On 27/06/2025 04:51, Eric Norris wrote:
I can try to take a look at the curl options and do some github
searches to see if I can identify common patterns. I agree that
setting the HTTP method and timeout are good contenders. If someone
else wants to propose a list as well, feel free!


For what it's worth, I grepped my work code base for "CURLOPT_", and grouped the results into the categories below. Some of these are definitely more "advanced" than others, and a lot could just be one helper covering the whole category.

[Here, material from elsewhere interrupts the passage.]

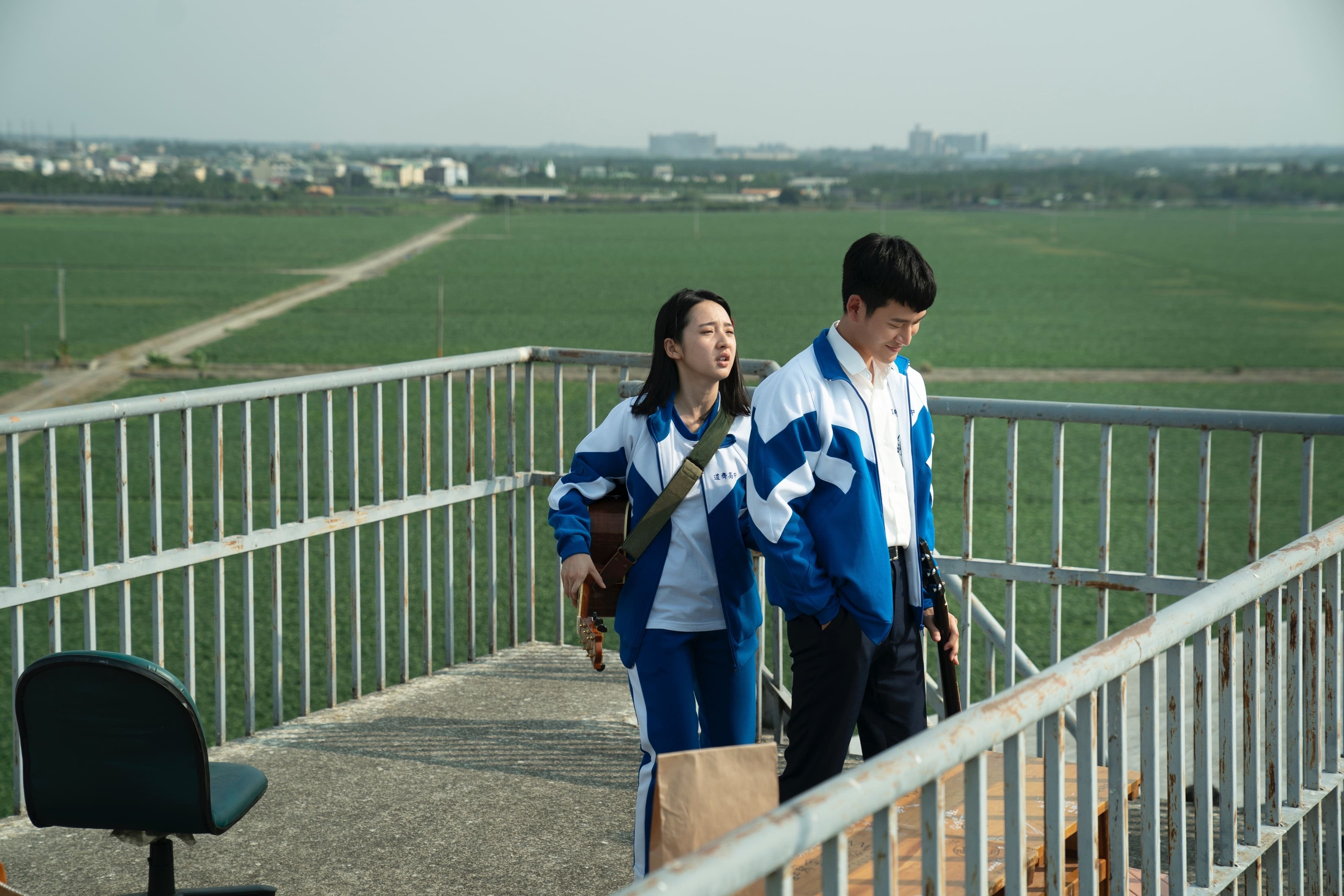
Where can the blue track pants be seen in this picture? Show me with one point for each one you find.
(687, 695)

Really basic (already in the proposed constructor):
CURLOPT_URL

Setting HTTP method:
CURLOPT_HTTPGET
CURLOPT_POST
CURLOPT_CUSTOMREQUEST

Request body (despite name, handles both form data and raw string bodies):
CURLOPT_POSTFIELDS

Request headers:
CURLOPT_HTTPHEADER
CURLOPT_USERAGENT
CURLOPT_ENCODING (deprecated in favour of CURLOPT_ACCEPT_ENCODING)

Response body handling:
CURLOPT_FILE
CURLOPT_RETURNTRANSFER

Response header handling (extremely fiddly; it would be AMAZING to have something like getLastResponseHeaders() returning an array):
CURLOPT_HEADER
CURLOPT_HEADERFUNCTION

Auth:
CURLOPT_HTTPAUTH
CURLOPT_USERPWD
CURLOPT_SSLCERT (there's also a CURLOPT_SSLCERT_BLOB)
CURLOPT_SSLKEY

Error and redirect handling:
CURLOPT_FOLLOWLOCATION
CURLOPT_FAILONERROR

Timeouts:
CURLOPT_CONNECTTIMEOUT
CURLOPT_TIMEOUT
CURLOPT_TIMEOUT_MS

Cookie handling:
CURLOPT_COOKIE
CURLOPT_COOKIEFILE
CURLOPT_COOKIEJAR

Connection parameter tuning:
CURLOPT_HTTP_VERSION
CURLOPT_SSLVERSION
CURLOPT_SSL_VERIFYPEER (common, but shouldn't be!)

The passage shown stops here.